On a weekday morning this past June, a caravan of cars, trucks, and dirt bikes clogged the road along the perimeter of the South River Forest. They delivered bouquets of flowers and signs of support to the tree sitters who, inhabiting makeshift houses high in the trees, have put their lives on the line to defend the forest. Families, zoomers, and dirt bikers honked their horns and blasted radios to show their appreciation for the tree sitters and the forest itself.
The plan to bulldoze a maturing urban forest to build urban counterinsurgency training compounds and produce more streaming content clearly encapsulates the dystopian—and careless—nature of contemporary neoliberal regimes and the increasingly apocalyptic trajectory they are on. We are entering crucial decades of climate chaos in the twenty-first century. Heat waves come like clockwork; in the American west, water reserves are at historic lows; panthers, gorillas, songbirds, bees, butterflies, and frogs are on the verge of extinction; food and gas shortages and material price spikes have already triggered demonstrations and riots in response. Meanwhile the dominant solutions to the climate crisis are to either deny its existence outright or enforce austerity measures on the general population.

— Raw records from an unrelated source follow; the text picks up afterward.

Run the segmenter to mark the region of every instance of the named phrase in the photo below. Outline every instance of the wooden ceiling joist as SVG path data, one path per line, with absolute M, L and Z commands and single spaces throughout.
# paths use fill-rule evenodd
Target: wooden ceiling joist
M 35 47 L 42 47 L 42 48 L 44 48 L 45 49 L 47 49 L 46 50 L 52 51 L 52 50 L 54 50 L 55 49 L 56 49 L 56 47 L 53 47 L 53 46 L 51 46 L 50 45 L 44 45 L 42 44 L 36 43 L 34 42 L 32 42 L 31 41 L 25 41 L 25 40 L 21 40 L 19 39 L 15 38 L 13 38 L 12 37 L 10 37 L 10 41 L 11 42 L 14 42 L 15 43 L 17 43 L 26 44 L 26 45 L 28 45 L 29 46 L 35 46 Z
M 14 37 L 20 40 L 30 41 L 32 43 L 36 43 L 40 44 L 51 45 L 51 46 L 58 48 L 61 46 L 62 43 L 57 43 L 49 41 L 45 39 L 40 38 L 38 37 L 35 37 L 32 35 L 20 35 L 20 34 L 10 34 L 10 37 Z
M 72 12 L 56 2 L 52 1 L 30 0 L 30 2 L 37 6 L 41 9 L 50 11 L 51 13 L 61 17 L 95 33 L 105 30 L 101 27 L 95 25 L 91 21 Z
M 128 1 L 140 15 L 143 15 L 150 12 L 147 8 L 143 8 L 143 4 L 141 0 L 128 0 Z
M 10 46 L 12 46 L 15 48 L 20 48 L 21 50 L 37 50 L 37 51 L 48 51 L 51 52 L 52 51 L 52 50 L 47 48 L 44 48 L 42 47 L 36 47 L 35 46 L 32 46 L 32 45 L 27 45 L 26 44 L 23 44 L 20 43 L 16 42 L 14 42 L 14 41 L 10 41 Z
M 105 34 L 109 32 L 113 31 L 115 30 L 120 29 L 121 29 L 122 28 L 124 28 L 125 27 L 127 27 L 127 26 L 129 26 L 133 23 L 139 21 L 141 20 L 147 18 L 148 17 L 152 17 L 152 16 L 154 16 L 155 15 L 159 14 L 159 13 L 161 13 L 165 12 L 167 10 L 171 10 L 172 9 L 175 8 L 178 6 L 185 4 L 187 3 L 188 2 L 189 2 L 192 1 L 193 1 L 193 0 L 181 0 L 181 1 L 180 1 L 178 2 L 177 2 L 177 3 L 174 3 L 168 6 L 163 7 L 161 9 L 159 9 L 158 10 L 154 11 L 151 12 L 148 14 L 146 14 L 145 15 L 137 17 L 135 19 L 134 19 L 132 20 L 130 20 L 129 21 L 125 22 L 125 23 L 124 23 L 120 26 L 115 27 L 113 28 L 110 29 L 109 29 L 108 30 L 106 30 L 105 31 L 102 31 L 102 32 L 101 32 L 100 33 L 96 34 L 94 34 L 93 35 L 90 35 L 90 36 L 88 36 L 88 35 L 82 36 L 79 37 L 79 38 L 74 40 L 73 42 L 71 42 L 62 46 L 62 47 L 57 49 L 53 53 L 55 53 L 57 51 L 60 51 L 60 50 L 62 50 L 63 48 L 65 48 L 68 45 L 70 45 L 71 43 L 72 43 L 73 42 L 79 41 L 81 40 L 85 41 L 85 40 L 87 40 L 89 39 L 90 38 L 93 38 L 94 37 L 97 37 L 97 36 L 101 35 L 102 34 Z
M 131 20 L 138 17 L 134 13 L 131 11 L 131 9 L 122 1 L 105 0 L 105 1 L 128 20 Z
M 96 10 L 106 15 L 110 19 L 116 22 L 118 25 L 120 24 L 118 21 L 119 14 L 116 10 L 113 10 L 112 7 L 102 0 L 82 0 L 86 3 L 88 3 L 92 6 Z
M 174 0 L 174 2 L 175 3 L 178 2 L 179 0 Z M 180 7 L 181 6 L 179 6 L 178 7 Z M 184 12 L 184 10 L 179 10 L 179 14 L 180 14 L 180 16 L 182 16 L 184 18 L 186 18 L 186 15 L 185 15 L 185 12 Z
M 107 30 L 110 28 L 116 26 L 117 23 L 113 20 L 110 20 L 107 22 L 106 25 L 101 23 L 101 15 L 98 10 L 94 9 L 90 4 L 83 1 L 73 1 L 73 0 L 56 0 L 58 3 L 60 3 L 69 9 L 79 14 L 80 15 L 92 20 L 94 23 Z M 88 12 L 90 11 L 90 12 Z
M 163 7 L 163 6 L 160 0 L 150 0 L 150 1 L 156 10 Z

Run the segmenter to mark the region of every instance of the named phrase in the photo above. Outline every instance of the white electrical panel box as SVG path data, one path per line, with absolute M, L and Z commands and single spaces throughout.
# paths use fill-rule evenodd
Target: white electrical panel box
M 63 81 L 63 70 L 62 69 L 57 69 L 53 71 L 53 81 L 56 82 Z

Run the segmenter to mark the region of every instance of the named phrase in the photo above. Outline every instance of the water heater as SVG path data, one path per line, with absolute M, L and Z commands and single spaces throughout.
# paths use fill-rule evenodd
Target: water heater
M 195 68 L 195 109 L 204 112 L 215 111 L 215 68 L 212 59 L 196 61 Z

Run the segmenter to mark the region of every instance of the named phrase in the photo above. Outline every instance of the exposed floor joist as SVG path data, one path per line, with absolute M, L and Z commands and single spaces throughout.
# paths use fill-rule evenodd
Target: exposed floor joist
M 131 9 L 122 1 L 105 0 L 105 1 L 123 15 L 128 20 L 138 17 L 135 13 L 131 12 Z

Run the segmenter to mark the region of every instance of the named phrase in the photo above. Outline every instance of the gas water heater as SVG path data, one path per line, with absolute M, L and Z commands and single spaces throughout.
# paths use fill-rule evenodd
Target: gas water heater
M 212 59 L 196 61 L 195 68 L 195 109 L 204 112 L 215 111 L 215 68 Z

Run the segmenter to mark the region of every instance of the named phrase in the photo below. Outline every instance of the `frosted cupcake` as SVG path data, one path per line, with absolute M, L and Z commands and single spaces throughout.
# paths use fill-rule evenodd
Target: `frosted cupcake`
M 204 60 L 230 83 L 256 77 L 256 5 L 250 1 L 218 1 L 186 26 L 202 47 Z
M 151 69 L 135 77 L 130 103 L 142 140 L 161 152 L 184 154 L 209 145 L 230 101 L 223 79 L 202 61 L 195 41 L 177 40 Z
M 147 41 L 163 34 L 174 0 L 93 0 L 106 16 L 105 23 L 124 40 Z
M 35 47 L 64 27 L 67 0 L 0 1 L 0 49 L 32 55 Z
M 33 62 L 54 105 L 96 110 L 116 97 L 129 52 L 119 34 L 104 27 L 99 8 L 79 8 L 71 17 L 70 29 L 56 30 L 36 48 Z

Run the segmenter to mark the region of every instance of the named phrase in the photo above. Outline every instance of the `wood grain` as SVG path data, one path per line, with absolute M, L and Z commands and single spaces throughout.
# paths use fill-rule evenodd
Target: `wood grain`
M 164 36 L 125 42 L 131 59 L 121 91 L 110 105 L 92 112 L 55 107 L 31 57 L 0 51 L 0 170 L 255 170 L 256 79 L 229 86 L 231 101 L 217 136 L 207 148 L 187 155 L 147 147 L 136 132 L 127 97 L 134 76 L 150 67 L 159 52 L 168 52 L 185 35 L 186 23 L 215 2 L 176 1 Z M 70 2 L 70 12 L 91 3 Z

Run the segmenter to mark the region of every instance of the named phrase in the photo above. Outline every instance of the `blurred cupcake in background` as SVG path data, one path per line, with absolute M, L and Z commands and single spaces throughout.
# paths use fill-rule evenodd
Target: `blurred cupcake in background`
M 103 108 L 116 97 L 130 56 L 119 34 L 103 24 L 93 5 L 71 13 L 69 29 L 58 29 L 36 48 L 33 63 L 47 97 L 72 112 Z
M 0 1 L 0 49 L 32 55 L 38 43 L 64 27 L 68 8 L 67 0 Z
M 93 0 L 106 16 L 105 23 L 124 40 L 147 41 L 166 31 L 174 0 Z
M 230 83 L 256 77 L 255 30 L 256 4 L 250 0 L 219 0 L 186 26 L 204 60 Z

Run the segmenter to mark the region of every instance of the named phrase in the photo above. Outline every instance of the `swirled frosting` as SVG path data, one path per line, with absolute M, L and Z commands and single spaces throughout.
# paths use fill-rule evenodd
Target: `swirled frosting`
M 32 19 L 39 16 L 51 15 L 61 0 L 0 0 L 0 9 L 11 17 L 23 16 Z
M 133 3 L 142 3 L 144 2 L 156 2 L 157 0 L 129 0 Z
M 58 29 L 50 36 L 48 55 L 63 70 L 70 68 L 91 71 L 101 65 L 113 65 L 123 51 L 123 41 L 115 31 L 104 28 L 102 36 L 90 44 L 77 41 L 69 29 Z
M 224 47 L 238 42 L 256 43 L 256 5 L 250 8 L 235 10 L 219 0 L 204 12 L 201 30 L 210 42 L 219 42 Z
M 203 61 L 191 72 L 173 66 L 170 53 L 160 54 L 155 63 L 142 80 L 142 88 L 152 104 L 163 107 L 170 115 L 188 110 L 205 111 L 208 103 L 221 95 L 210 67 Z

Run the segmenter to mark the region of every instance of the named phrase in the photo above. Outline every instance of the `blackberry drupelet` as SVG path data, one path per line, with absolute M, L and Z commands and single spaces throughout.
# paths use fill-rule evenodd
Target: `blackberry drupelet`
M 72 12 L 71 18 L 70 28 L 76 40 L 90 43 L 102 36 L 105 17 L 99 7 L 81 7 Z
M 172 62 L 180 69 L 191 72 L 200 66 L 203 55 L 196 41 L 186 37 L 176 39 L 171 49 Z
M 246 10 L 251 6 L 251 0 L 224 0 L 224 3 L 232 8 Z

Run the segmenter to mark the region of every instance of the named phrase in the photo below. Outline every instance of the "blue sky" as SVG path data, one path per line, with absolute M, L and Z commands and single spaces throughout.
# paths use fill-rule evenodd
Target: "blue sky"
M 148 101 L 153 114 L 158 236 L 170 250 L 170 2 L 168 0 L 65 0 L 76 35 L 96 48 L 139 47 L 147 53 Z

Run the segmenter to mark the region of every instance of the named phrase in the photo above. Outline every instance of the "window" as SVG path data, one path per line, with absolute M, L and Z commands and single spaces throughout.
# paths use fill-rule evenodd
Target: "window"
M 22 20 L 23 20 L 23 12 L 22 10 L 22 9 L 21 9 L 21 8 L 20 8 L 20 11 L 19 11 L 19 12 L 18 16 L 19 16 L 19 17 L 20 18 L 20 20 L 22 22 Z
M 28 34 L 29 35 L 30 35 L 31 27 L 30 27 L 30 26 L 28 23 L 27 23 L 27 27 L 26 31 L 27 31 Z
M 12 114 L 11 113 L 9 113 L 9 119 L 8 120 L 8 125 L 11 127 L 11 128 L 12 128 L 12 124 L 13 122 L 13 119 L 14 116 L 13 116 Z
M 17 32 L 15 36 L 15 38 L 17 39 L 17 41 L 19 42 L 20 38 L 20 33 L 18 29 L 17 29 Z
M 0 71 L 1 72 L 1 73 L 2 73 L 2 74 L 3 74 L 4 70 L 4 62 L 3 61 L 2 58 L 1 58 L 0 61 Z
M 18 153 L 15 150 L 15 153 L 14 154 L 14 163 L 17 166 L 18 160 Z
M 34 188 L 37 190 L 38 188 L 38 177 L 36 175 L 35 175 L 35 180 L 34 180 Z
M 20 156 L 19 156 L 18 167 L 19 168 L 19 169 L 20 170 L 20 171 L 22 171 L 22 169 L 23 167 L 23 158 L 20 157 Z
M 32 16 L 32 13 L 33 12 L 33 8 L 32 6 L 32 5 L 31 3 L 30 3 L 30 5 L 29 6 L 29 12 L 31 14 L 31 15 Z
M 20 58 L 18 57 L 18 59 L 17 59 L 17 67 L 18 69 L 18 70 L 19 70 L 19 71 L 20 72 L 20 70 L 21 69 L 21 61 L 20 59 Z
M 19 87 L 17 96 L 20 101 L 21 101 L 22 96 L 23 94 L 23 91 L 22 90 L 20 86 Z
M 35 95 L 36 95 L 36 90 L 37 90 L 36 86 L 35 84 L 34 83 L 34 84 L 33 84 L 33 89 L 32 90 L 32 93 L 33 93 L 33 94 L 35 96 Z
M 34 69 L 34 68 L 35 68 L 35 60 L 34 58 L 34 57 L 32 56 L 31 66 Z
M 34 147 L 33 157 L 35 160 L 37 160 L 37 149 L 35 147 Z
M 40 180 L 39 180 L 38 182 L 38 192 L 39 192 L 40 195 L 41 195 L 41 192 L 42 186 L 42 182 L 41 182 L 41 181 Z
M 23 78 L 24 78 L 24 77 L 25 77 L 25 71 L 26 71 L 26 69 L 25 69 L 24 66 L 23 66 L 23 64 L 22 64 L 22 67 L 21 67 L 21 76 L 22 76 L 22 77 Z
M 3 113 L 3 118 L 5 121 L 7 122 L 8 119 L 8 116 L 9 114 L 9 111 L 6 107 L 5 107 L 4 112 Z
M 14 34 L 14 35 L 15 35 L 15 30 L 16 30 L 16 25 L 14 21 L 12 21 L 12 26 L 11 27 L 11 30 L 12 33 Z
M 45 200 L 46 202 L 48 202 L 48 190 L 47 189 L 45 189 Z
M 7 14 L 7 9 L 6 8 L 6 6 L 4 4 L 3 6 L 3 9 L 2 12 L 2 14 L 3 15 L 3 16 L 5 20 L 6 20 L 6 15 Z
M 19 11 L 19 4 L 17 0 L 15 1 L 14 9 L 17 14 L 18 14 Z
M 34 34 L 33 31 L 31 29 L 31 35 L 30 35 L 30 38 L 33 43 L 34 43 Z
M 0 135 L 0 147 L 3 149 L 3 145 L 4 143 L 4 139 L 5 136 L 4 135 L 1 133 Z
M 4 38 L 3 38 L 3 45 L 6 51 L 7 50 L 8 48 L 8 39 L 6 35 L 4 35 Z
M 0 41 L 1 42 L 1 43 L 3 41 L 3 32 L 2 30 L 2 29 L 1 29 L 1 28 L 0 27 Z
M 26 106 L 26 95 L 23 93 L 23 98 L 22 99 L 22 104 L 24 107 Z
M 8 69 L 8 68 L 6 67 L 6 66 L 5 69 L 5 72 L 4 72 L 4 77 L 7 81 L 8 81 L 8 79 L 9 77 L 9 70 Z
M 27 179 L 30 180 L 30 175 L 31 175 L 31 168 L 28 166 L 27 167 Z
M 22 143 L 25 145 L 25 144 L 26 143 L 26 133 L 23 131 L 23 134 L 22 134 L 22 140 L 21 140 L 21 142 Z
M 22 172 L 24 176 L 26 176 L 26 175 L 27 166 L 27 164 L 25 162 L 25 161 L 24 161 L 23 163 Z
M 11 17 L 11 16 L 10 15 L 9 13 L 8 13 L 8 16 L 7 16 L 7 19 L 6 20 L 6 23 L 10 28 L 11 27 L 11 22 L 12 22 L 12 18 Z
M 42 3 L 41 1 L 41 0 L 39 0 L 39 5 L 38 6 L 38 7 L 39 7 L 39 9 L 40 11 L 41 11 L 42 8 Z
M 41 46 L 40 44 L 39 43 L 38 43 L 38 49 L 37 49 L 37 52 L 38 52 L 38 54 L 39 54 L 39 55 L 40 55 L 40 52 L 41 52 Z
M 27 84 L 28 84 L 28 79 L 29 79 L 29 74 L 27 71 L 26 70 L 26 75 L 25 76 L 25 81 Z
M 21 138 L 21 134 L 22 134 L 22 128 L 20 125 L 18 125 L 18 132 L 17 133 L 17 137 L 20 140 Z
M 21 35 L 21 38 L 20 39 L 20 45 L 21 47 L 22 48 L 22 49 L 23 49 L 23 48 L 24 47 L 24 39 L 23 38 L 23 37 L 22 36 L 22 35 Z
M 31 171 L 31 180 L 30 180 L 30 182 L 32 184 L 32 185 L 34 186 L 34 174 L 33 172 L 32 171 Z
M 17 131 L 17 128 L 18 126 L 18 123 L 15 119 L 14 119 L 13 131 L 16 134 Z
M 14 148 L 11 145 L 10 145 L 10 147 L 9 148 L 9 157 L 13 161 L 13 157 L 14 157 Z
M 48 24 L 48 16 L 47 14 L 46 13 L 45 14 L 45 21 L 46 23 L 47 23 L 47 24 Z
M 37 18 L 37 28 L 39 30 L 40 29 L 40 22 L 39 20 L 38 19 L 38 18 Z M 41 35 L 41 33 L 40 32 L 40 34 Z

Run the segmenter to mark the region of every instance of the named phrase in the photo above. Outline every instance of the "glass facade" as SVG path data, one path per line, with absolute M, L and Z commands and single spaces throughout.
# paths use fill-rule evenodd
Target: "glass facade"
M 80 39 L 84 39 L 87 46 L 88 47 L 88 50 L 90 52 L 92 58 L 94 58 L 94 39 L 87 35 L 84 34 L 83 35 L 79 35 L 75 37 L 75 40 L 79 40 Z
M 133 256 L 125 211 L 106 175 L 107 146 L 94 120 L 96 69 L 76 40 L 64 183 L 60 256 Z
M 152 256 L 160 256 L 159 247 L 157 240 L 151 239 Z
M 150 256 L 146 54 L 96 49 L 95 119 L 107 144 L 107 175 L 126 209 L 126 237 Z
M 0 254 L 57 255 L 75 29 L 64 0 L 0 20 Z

In contrast, the defense of the South River Forest illuminates a possible path forward, one that is nascent but nevertheless vital in the present: the fight for life. Everyone defending Atlanta’s South River Forest is acting for both themselves and those who will inherit the land after them. It’s become an existential and also commonsense matter of whether there will be anything but avatars and heat waves for those who come next. For many people, the only human response to watching the video of George Floyd’s murder was to open the door and go outside in the midst of a pandemic and stay-at-home orders to join millions of others in the street. Today, for many, the only human response to attempts to bulldoze the South River Forest and build a landscape of police training and Hollywood film compounds has been to get up and go to the woods.
We live in a time of rapid change and cascading crisis. It’s imperative that we are able to stand back from the noise of each moment and see the present “poly-” or “perma-” crisis as a time of epochal and governmental remodulation. We should be attentive to these changes in narrative and material reality, and be able to understand them when they are incipient rather than already full-blown. Too often, like the Owl of Minerva spreading its wings only with the falling of dusk, we only see the walls that have been erected around us once they’re already cemented in stone. Perpetually late to the game, power has moved on. The conflict in the Atlanta Forest highlights some of these changes: urban global warming, refuge cities, cities as labs where control and extraction are being recalibrated. But it also points to the need for people (whoever they are, wherever they are) to be as innovative and ready to use the present as an opportunity to experiment freely with new forms of thought, strategy, and life. “Stop the Metaverse, Save the Real World”—inscribed on a banner tied between two loblolly pines in the South River Forest— are the philosophical and political stakes of our time.